Discover hands-on the main aspects of the practical application of the techniques; which include sample preparation, operation and calibration of the instruments, validation by means of the quality controls and the analysis of unknown samples. The students have the opportunity to see and operate by themselves the equipment and methods described during the lectures.


Encourage the development of their critical assessment and self-evaluation skills by describing the main sources of error during the development of the practical experiments. They are encouraged to discover alternative techniques or methods that solve some of the problems encountered during the analyses. This will familiarise the students with the search of scientific literature and will promote the development of independent and critical thinking.


Understand and apply common calculations; at the end of the practical sessions the students should provide the results of their calibration, validation and analysis, which will allow the students to understand and apply common calculations and determination of analytical figures of merit. This is reinforced with the tutorial sessions during which the students have an opportunity to revise in small groups the calculations and discuss the application of the different approaches to the resolution of analytical problems.



 

The learning and teaching methods include:

Combination of lectures (25 hours), practical sessions (42 hours) and tutorials (4 hours)

Assessment Strategy

The assessment strategy is designed to provide students with the opportunity to demonstrate:


Their understanding of fundamental principles of basic analytical techniques.
Their know-how of the chemical analysis practise.
Their competence to perform fundamental calculations.
Their capacity for independent/critical thinking by means of evaluation of their own results.


Thus, the summative assessment for this module consists of:


Evaluation of practical reports (40%)
Assessment of tutorial (10%)
Short Answer Test (exam) - 1.5 hours (50%)


Formative assessment

The first practical reports and tutorial sessions are assesssed in order to provide feedback to the students, to help them understand the requirements for each piece of course-work and tackle any problems and the need of additional support/reinforcement to complete succesfully the module.

Feedback

General feedback on the results and performance of the practical sessions is provided to all the students during the 50-min lectures prior the laboratory sessions; these pre-lab classes deal common mistakes (conceptual, practical or numerical), health & safety issues and reinforcing good practices.

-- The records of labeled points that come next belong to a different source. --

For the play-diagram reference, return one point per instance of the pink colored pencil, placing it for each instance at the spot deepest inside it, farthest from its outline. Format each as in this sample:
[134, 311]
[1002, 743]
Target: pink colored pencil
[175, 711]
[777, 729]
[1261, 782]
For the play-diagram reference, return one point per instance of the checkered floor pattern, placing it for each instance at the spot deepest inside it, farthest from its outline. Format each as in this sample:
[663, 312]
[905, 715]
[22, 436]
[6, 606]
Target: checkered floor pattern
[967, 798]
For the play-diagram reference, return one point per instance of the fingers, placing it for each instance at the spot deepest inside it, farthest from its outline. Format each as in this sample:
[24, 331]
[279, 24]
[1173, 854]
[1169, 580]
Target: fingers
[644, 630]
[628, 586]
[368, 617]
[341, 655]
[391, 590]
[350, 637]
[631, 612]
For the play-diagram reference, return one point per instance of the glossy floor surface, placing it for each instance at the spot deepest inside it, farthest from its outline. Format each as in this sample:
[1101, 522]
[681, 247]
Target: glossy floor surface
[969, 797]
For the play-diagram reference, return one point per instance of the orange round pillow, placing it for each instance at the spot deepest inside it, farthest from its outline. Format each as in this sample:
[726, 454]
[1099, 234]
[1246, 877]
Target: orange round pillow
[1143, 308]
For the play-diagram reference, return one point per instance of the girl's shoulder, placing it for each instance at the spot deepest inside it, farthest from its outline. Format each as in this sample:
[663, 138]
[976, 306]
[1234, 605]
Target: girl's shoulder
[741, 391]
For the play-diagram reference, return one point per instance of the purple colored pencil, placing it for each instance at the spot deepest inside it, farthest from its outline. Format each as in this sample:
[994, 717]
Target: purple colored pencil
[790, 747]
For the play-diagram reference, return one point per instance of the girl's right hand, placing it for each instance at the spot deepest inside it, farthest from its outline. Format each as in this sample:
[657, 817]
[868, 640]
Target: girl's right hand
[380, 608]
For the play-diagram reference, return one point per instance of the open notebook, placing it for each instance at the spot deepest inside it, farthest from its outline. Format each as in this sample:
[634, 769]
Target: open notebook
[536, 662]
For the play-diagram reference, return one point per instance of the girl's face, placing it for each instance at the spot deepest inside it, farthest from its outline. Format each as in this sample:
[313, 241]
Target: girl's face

All the students receive individual written feedback for their practical reports and tutorial and they have the chance to ask directly to the marker/facilitator. The assessment and feedback is carried out in a continuous way, therefore each of the students have feedback regarding their performance for the previous tutorial or practical session before they must submit the next piece of work. This allows the student to continuously improve, increasing their chances of success and building up their competence and confidence levels along the whole duration of the module.

Reading list

Reading list for INTRODUCTION TO ANALYTICAL CHEMISTRY : http://aspire.surrey.ac.uk/modules/che1030

Please note that the information detailed within this record is accurate at the time of publishing and may be subject to change. This record contains information for the most up to date version of the programme / module for the 2017/8 academic year.